何を思ってか、都内の劇場で日曜日の最終回に足を運んで帰ってきたばかりです。ちょっと今回は忘れないうちに~♪
ニュアンス的にネタバレ気味です。ご容赦ください。

富も名声も、理解ある夫も、自身に備わった実力もあるのに"退屈"という危険な落とし穴に落ちてしまった女優。しかも年下の美しい青年との恋だなんて、なんて贅沢を言ってるんだ!それで勝手に落ち込んだ挙句にこれでもかってやり方で立ち上がるなんて!と人によっては思うだろうな。確かにそうなんだが、私は違う観点でこの映画を観た。

女優という華やかな世界に生きる女が主人公なのでことが大袈裟で派手なのだが、シンプルに考えるとこれは人生経験を積んできた女性の生き方の物語だと思う。
何らかの理由で叩きのめされるほど落ち込んでしまった時、自らの輝きを失ってしまった時、あなたなら何を支えに立ち上がりますか?

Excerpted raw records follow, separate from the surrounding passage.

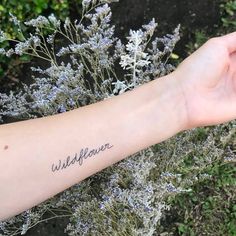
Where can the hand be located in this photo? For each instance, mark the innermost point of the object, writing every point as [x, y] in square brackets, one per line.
[208, 82]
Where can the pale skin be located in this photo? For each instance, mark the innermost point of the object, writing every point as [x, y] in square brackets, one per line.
[201, 92]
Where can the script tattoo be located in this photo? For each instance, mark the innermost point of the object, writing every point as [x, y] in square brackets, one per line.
[79, 158]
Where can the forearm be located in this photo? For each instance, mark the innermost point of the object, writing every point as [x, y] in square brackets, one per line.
[40, 158]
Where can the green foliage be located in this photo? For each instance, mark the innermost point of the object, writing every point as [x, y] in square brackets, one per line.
[25, 10]
[229, 14]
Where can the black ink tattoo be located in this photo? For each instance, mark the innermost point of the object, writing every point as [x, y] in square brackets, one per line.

ジュリアはショックと落ち込みがスランプになり演技に影響が出てしまう。慰めてくれる夫にも当り散らすが、そんな彼女にも夫は実に優しい。彼女の本質をわかっているから、立ち上がることが出来ることを知っている。
夫だけではない。いつも仕事の顔をしている母にうんざりしつつも彼女の素晴らしさを認めている息子。常日頃から彼女を見つめ支えてくれる付き人のエヴィ。常に側にいなくても彼女を見守り信じ愛し続けてくれる友人のチャールズ卿。
彼女には信じてくれる人がいた。周囲から何を言われようと、どんな目で見られようと、彼らがいたから彼女は立ち上がることが出来たのだと思う。

年齢と共に自分が重ねてきたその年月は決して無駄に重ねてきたわけではない。自分を輝かせるために費やしてきたはずだ。自分が頑張ってきたものがあるのならば、そこから生まれた自分の輝きを見てくれている人は必ずいる。どんなに失敗しても、道を間違っても、頑張って立ち上がるのに応援してくれる人は必ずいる。

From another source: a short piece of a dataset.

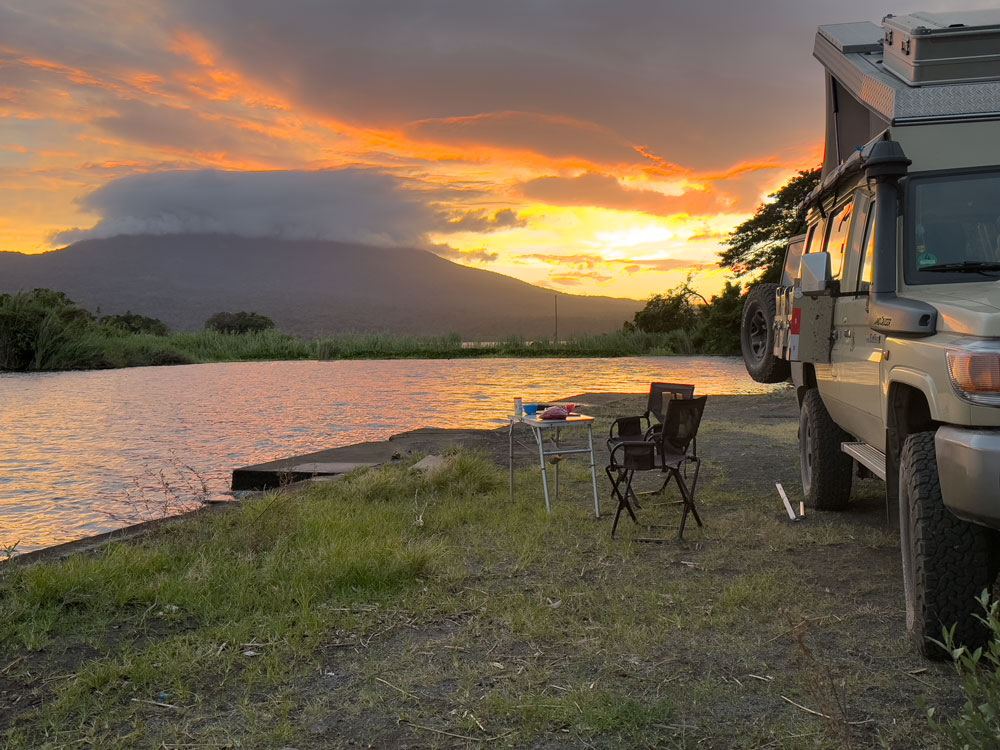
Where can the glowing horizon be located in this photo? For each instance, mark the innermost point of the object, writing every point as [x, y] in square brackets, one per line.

そのためには自分が頑張ってきたと思うだけのものがないといけないんだけど、そこがねえ~(笑)。正直言えば、自分にはあるかなあ???って感じ。もっとああすればよかった、こうすればよかったなんて後悔ばかりで今の自分に自信が持てるとは言えないかも。
が、しかし!今からでも遅くはないんでないか?今、この時でも頑張れば、その姿を見てくれる人だっているんでないか?
うん、いてくれると思う。いるよ、ね?(笑)

そんなことまで感じてしまった今回の鑑賞。ここまで突っ込んだ観方をしてしまったが、いやいや、基はと言えばジュリアを演じたアネット・ベニングが素晴らしい輝きを見せていたから。小じわの目立ち始めたその顔は年齢は隠せないが、それを補って余る魅力十分の女性だ。疲れた表情はシワだらけでも、嫉妬に狂えば醜くなっても、自分に自信があるときの内からにじみ出る輝きはとても美しい。
そして私が大好きなのは、彼女の快活な笑い方。大口開けて豪快に声を上げて笑う。決して醜くない。爽快で心から楽しそう。いくつになってもこの笑い方、失くさないで欲しい。

ラスト、自分自身のために大好きなビールを大きなグラスで、豪快に、そしてとってもおいしそうに飲む。